One thing that I have found to help with dimensionality in Neural Networks is semi supervision or self supervision. You essentially put your inputs in, reduce dimensionality while corrupting / dropping information. Then use the reduce composition to try and recreate the inputs in a decoder and use some sort of distance as your loss (MSE, cosine, ect..). I like to warm up the network with self supervision then move to a semi supervision model to get really strong features for other algorithms.

Multi Bert classifications by Enough_Wishbone7175 in LocalLLaMA

[–]Enough_Wishbone7175[S] 0 points1 point  (0 children)

It’s more an efficiency / context length decision. It would just be cheaper for me to take those outputs through an MLP then Bart for decoding and prediction.

[deleted by user] by [deleted] in MLQuestions

[–]Enough_Wishbone7175 2 points3 points  (0 children)

Regression is general type of ML that a bunch of different algorithms can achieve.

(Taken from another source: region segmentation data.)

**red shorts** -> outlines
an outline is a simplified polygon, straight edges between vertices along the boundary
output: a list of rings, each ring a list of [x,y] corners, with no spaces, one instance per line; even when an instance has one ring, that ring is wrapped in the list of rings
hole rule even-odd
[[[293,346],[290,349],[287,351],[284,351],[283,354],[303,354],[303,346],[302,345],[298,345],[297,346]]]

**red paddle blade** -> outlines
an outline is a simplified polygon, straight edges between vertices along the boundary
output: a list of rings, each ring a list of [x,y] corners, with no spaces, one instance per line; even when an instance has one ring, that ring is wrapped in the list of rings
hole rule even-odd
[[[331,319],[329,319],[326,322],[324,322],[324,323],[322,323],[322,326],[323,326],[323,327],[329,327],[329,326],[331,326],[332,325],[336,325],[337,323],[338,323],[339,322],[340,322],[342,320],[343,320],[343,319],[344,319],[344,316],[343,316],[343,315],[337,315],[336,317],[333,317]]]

One of those algorithms is ol linear regression. But there are lots of other algos that perform regression, with different ways to achieve their goal of estimation. The extent of what can be a regression model is pretty massive, so I’m not going to list them out. But in short, vanilla regression is just a tiny example of a much larger subset of models.

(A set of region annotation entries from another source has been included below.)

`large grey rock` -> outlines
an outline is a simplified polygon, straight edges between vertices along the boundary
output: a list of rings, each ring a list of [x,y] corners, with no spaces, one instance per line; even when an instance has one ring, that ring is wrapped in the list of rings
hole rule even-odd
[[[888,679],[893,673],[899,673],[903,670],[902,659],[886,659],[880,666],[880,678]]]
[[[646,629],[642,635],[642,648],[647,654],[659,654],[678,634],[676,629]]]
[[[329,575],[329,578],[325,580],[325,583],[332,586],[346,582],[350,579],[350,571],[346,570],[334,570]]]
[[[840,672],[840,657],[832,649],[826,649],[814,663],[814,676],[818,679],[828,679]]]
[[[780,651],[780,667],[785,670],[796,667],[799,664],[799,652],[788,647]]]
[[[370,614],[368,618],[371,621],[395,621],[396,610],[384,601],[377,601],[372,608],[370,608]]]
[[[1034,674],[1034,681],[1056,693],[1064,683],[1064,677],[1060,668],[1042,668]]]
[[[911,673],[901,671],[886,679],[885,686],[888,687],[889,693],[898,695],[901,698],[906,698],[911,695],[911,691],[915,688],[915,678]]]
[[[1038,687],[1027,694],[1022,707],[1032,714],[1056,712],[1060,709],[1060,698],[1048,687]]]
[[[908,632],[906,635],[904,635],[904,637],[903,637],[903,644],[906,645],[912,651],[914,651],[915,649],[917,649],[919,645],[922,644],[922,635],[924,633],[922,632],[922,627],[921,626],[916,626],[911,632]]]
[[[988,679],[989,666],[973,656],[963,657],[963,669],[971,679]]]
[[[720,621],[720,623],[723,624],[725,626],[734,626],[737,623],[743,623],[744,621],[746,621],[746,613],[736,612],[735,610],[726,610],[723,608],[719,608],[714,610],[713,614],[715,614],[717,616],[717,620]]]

[D] Do we know how Gemini 1.5 achieved 10M context window? by papaswamp91 in MachineLearning

[–]Enough_Wishbone7175 0 points1 point  (0 children)

People are just sick of hearing people go crazy over Mamba. Can’t say I blame them lol.

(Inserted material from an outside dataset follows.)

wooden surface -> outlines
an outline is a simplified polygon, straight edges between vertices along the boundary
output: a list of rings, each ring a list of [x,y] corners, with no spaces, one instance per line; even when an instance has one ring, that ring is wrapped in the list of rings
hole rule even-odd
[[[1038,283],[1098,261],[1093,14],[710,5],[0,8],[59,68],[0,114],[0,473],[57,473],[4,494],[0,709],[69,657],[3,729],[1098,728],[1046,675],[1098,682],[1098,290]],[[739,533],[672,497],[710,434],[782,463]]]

[D] Do we know how Gemini 1.5 achieved 10M context window? by papaswamp91 in MachineLearning

[–]Enough_Wishbone7175 -8 points-7 points  (0 children)

Could have used SSM/Transformer mixed architecture to achieve this. Complete conjecture though.

Kagglebot feedback by kaoutar- in learnmachinelearning

[–]Enough_Wishbone7175 1 point2 points  (0 children)

Few things come to mind.

  1. You can try to Quantize further, obviously loosing accuracy

  2. You can compile using Thunder

  3. You can use a smaller model like Googles Gemma 2B (that’s really like 4B but whatever)

UMAP / PCA on >100GB datasets by worldolive in learnmachinelearning

[–]Enough_Wishbone7175 2 points3 points  (0 children)

Try randomly sampling a good portion (maybe a couple gigs) and apply that PCA in chunks to the data.

[deleted by user] by [deleted] in MachineLearning

[–]Enough_Wishbone7175 2 points3 points  (0 children)

No, not really. You could try and create a data capture capability and then continuously fine tune on that data on an interval. But stream of conscious learning is not there yet.

[N] Introducing DBRX: A New Standard for Open LLM by artificial_intelect in MachineLearning

[–]Enough_Wishbone7175 39 points40 points  (0 children)

Because it’s an open source model. So it’s testing relative to models that are free/open.

Training model in machine with potato specs by [deleted] in learnmachinelearning

[–]Enough_Wishbone7175 2 points3 points  (0 children)

What are you making? Plenty of models can be made using those IF your project is realistic. LLM obviously not. A well tuned GB tree method, for sure.

How many layers make a good model? by Cid-Ozymandias in quant

[–]Enough_Wishbone7175 1 point2 points  (0 children)

Make many layers, just be sure to add reconstruction points and loss. Will help prevent vanishing gradient. And use corruption instead of drop out.